Jews regard the other books of what Protestants call the Old Testament – books like Psalms, Isaiah and Job – as holy, but they are read mainly to understand the Torah.

The heart of Jewish moral teaching is the Ten Commandments of Moses.

Jews believe in one God and many of the same things as Christians and Muslims:

  • God:
    • is the only one and true god.
    • knows everything – even the future and what you will do. He knows what you are thinking. He cannot be fooled.
    • can do anything
    • created the world and all that is in it as something separate from himself.
    • is everywhere – but not as a world soul (pantheism)
    • created time itself – so there is no such thing as “before God”. He lives beyond time: he is eternal.
    • is beyond the imagination or words of man.
    • loves and cares about every single person – even those who turn against him.
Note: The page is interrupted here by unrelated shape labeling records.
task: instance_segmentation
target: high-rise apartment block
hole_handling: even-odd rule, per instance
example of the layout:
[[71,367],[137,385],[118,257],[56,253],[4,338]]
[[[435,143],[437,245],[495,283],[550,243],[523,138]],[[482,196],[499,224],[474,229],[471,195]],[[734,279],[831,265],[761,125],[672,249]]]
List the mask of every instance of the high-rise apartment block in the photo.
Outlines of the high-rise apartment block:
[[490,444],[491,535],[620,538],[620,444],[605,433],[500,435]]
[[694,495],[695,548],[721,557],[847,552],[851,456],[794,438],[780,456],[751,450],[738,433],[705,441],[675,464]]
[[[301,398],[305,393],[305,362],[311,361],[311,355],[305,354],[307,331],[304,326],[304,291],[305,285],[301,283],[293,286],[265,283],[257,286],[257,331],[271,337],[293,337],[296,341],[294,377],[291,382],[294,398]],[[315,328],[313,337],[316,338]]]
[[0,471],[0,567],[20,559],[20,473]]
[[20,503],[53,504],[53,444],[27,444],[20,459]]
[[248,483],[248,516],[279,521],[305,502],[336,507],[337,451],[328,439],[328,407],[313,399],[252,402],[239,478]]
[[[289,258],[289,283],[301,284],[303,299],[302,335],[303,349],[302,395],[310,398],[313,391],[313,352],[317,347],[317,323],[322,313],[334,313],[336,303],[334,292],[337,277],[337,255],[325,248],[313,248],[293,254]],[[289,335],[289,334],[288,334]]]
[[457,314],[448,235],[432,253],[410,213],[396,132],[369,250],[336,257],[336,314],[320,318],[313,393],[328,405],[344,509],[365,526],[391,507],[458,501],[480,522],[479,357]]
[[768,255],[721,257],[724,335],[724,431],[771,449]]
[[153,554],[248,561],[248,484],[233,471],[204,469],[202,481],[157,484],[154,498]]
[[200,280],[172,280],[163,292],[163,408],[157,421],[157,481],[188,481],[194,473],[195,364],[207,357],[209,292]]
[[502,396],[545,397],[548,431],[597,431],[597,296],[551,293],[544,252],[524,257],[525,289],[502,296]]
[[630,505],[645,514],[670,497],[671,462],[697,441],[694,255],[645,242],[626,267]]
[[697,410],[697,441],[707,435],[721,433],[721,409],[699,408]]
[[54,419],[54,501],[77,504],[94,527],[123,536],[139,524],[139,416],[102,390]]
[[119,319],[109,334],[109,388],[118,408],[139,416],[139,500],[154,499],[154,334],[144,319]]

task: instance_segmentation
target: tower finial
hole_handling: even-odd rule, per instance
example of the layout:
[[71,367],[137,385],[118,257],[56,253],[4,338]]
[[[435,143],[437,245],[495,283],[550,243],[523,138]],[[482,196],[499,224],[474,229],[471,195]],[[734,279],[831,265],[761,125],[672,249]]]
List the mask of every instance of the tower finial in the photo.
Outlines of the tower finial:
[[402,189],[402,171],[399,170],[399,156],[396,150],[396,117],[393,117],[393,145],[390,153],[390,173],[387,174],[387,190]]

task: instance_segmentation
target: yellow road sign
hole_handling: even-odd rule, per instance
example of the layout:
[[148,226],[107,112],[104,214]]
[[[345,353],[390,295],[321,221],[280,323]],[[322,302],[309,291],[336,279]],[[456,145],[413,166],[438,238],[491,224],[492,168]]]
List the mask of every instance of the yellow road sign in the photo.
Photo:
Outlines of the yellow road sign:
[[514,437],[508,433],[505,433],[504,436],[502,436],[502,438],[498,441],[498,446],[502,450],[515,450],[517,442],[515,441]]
That means our prayers matter to him. Like a good parent, he will gives us not what we want but what we need.
    • has taught us what do through holy men called prophets. Their words have been put down in holy books. The differences between Jews, Christians and Muslims come largely from which books and which prophets they follow or do not follow.
  • Between God and man are the angels. Satan was an angel who turned against God. The angels who followed him became demons. Satan is always trying to get us to turn against God.
  • The Messiah will come to bring world peace and justice.
  • After the Messiah comes the Judgement Day. God will raise the dead and then judge each person according to his actions, good and evil. The good will go to heaven to be with God to be rewarded, the evil will go to hell to be with Satan to be punished.